Grotto members are fascinated by the bat and consider it their mascot, said Steve Frye, who coordinates the local grotto’s caving trips.

“This is the animal of the cave,” Frye said. “We are going into their home. We teach people to respect the cave — how not to hurt the cave or hurt the animals or hurt themselves.”

Ordinarily, the cavers wouldn’t enter caves when bats are hibernating, said Chris Anderson, the group’s co-founder. It would be like signing a bat colony’s death warrant. Bats are light hibernators, and a caver’s body heat is enough to wake a bat — which would, with no food source during winter, subject it to starvation.

The spelunkers enlisted to count bats and place temperature and humidity recorders are following scientists’ guidelines for minimizing the effects of their cave visits.

Bringing the grottoes in on the project was a no-brainer, Winton said, because the National Speleological Society has strict ethical requirements for its members. Its creed: Take nothing but pictures. Leave nothing but footprints. Kill nothing but time.

Bat-to-bat transmission is the primary vector for the spread of P. destructans. But the fungus can be carried from cave to cave by humans. The spelunkers committed to decontamination standards upon leaving any cave to prevent the spread of the disease — even if its presence has not been confirmed.

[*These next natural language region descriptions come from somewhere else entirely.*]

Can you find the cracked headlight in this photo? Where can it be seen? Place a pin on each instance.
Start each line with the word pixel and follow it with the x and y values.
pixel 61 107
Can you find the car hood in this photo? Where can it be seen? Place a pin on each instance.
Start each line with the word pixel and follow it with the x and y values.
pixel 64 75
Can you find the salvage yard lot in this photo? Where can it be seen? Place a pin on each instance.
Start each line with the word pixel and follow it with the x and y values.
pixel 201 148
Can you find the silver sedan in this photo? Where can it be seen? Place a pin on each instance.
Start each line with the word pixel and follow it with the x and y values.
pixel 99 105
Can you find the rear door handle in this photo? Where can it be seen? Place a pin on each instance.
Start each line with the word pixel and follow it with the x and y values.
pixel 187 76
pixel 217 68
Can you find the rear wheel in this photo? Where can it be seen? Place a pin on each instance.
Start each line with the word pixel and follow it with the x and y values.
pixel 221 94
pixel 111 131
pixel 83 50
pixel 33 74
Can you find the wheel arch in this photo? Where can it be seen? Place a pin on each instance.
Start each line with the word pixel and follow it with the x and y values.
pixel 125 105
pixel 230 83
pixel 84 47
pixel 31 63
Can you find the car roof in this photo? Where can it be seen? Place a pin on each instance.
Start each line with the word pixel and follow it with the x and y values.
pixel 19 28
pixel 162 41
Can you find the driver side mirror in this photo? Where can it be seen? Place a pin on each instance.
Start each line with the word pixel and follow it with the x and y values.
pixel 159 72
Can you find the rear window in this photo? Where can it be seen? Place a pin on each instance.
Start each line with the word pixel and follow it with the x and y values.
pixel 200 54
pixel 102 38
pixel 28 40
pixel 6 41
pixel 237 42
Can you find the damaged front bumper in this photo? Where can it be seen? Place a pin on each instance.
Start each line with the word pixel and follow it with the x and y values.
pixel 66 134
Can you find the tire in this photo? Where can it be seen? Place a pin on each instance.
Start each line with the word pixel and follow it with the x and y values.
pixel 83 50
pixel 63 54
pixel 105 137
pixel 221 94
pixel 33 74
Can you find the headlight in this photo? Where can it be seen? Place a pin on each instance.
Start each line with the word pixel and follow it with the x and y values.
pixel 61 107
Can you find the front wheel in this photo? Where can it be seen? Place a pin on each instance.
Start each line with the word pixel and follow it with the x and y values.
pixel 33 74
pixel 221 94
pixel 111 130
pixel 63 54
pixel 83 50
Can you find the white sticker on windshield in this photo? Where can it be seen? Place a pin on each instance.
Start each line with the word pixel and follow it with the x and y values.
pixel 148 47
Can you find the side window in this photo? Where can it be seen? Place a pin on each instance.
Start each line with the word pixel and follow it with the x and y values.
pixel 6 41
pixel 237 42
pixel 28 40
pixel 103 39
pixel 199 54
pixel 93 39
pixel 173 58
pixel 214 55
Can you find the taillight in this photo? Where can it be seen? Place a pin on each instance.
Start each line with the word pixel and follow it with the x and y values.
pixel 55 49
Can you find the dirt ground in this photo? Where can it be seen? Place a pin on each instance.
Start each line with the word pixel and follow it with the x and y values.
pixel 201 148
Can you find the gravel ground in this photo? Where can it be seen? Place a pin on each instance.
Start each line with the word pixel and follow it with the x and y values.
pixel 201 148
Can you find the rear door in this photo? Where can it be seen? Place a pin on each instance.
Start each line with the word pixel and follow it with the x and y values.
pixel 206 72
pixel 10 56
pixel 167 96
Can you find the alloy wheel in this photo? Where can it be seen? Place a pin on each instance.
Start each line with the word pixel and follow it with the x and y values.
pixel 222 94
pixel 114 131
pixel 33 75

By recording the condition of caves and the types of bats that live in each, biologists will form a baseline for comparison with the survival rate of bats in the East. If a certain species is able to survive white-nose syndrome there, biologists will know where to focus protection efforts in Idaho.

Fish and Game’s cave monitoring with grottoes is separate from Idaho’s acoustic bat monitoring program, Stefanic said, but the “information found will be folded into the national program.”

Winton gave the grotto a list of 20 caves chosen for the study. Club members visited two caves — Pot of Gold and Giant Arch, both north of Shoshone — on their first outing in March. They found only 20 bats in Pot of Gold but 200 in Giant Arch. Eighty percent of those were Townsend’s big-eared bats; the rest were small brown bats.

“Fifteen years ago, there would have been few Townsend’s bats, and more small browns,” Frye said. “Today the populations have flipped.”

By monitoring caves as the disease spreads, biologists are forming ideas about how to protect bats in the West. The fungus shows up in a cave a year or two before the disease infects the bats hibernating there. That gives a little time to block access to the infested cave and possibly reroute the bats to safe caves. Spelunkers could become an early warning system.

“We are the eyes and ears in the caves,” Anderson said.